Memanipulasi penerimaan negara adalah kejahatan besar. Tak bisa dibenarkan dengan dalih apapun,”
tegas Bu Hasanah.
“Tapi, harga kejujuranku terlalu
mahal...terlalu mahal, Bu.”
Seno melirik taboid gosip yang tergeletak
di meja belajar. Tempo hari, kakak
iparnya membelikan tabloid itu. Tentunya karena yang menjadi model cover tabloid adalah mantan isterinya. Tulisan besar berwarna jingga yang tercetak
di bagian bawah tabloid seolah mengejek Seno.
“PESINETRON YENI LUPITA HAMIL
TANPA SUAMI.”
Seno meninju-ninju kasur dengan
gemas. “Aku menyesali keputusan
pengadilan. Harusnya hak asuh Wulan dan
Risa diserahkan padaku.” Lelaki malang
itu terengah-engah menahan luapan emosi.
“Istighfar, Nak!” Bu Hasanah
mengusap kepala anaknya sambil beristighfar.

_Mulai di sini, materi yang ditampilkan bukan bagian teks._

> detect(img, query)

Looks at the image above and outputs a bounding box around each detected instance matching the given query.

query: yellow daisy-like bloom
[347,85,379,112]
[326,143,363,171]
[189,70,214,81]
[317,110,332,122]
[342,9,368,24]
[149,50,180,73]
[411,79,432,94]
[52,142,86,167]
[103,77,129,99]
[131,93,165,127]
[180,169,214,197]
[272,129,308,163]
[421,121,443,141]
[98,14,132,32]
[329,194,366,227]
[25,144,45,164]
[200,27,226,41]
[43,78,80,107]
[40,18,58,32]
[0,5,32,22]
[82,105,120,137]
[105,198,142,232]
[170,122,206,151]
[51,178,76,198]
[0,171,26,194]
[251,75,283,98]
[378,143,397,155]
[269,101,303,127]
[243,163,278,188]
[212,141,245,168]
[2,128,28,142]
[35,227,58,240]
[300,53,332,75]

Suara bel tamu berkumandang di
seluruh penjuru rumah. Bu Hasanah
buru-buru ke ruang depan untuk membukakan pintu. Sejurus kemudian, Bu Hasanah memasuki kamar
Seno beserta seorang pria tua berkalung serban.
“Assalamu’alaikum Seno,” sapa
pria tua itu.
“Wa’alaikumussalam. Apa kabar, Ustadz Hasyim?” Seno berusaha bangkit dari posisi tidur. Bu Hasanah segera membantu Seno duduk lalu
mengganjal punggung anaknya dengan beberapa buah bantal.
“Ananda sakit apa?” tanya Ustadz
Hasyim dengan suara lembut.
“Sakit hati, Ustadz. Tapi, saya sedang belajar ikhlas menerima
suratan takdir.”
Seno teringat akan rumah dan
mobil yang dijual untuk memenuhi tuntutan Yeni.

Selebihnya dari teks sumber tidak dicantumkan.